Billy Zane is spitting image of Marlon Brando in 1st look at 'Waltzing with Brando' film: See the photos

Zane stars as the late Oscar winner in "Waltzing with Brando."

October 31, 2024, 12:56 PM

Billy Zane is picture-perfect as Marlon Brando in the first look at the upcoming film "Waltzing with Brando."

Images from the Bill Fishman-directed film show Zane -- best known for his role in 1997's "Titanic" -- as a dead ringer for Brando during the era of his 1972 films "The Godfather" and "Last Tango in Paris."

Brando famously won the Oscar for playing Vito Corleone, the crime boss patriarch of "The Godfather," but declined the award.

Marlon Brando in 1972 film, "The Godfather," left, and Billy Zane portraying Brando in the upcoming film "Waltzing with Brando."
Paramount Pictures/YouTube and Torino Film Festival

He also earned an Oscar nomination for "Last Tango in Paris," in which he co-starred alongside Maria Schneider.

Marlon Brando on the set of "Last Tango in Paris," left, and Billy Zane in the upcoming film "Waltzing with Brando."
AP/Torino Film Festival

The synopsis for the "Waltzing with Brando," which takes place between 1969 and 1974, notes that it's "the little-known but absolutely true story of how Marlon Brando convinced the architect Bernard 'Bernie' Judge that, together, they could build the first ecologically perfect retreat on one of Tahiti's tiny, uninhabited islands."

"Brando believed that this great ecological experiment would inspire the world to create a better and more sustainable future," the synopsis continues. "Thus, Bernie, the practical problem solver, and Brando, the temperamental dreamer, begin an incredible adventure and, along the way, become improbable friends.

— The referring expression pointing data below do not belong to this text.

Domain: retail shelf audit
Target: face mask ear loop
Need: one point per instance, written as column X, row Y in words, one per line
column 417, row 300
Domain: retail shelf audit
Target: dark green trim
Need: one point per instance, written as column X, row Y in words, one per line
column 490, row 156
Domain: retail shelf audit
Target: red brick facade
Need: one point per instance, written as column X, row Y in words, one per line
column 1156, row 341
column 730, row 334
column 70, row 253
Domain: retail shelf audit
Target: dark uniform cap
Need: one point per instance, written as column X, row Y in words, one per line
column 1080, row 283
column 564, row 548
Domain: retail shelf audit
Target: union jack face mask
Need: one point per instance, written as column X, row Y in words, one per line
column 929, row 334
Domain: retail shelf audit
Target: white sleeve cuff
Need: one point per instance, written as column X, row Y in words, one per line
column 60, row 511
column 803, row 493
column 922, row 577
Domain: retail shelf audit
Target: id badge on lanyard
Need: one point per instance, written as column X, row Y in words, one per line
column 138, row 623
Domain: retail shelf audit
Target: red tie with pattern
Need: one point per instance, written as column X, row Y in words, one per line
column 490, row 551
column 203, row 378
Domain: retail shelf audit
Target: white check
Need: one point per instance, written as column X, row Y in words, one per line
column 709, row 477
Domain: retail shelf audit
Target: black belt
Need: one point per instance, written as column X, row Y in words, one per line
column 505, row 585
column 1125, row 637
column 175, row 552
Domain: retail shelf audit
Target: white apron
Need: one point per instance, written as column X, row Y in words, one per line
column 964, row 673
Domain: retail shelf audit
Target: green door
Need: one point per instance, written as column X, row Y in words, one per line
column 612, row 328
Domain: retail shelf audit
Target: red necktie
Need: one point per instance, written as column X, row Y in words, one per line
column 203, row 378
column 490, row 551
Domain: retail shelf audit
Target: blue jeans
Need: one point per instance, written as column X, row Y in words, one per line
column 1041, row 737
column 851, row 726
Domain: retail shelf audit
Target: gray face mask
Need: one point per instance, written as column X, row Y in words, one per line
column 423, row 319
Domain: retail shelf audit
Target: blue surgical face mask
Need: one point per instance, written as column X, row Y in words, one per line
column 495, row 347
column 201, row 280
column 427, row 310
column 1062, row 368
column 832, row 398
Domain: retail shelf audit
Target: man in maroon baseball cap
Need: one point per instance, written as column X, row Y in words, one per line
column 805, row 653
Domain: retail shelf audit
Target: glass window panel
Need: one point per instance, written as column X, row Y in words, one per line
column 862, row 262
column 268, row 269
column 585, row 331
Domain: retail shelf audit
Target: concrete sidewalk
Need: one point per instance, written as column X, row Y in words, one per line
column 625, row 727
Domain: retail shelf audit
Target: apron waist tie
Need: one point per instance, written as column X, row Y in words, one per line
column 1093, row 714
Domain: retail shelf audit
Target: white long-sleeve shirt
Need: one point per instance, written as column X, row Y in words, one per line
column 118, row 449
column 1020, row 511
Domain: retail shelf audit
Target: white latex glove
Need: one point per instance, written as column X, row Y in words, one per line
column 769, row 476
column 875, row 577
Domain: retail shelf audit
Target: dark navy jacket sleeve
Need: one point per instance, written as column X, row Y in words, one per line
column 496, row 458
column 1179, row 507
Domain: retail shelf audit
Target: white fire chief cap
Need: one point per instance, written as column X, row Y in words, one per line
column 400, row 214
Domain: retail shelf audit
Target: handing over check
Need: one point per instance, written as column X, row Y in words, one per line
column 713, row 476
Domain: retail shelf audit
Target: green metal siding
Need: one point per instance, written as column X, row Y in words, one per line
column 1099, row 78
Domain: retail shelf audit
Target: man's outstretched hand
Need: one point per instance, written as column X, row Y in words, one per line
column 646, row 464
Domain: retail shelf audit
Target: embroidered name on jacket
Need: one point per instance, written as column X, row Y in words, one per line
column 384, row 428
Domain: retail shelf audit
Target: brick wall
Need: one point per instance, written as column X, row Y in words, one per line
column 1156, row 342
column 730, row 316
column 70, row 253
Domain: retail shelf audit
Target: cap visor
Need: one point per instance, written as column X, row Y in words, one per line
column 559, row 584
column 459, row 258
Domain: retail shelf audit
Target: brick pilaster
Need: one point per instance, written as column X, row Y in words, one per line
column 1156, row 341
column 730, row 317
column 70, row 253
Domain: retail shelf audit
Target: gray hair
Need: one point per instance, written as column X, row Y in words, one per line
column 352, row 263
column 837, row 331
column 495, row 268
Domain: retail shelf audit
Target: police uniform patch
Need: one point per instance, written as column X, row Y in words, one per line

But will this dream ever come true?"

"Waltzing with Brando," based on Judge's 2011 book "Waltzing with Brando: Planning a Paradise in Tahiti," will make its world premiere as the closing film for the 2024 Torino Film Festival on Nov. 30.

The 42nd annual film festival will also feature a major retrospective on Brando to mark the 100th anniversary of his birth.

Brando, who did win -- and accept -- an Academy Award for 1954's "On the Waterfront," died at the age of 80 in 2004.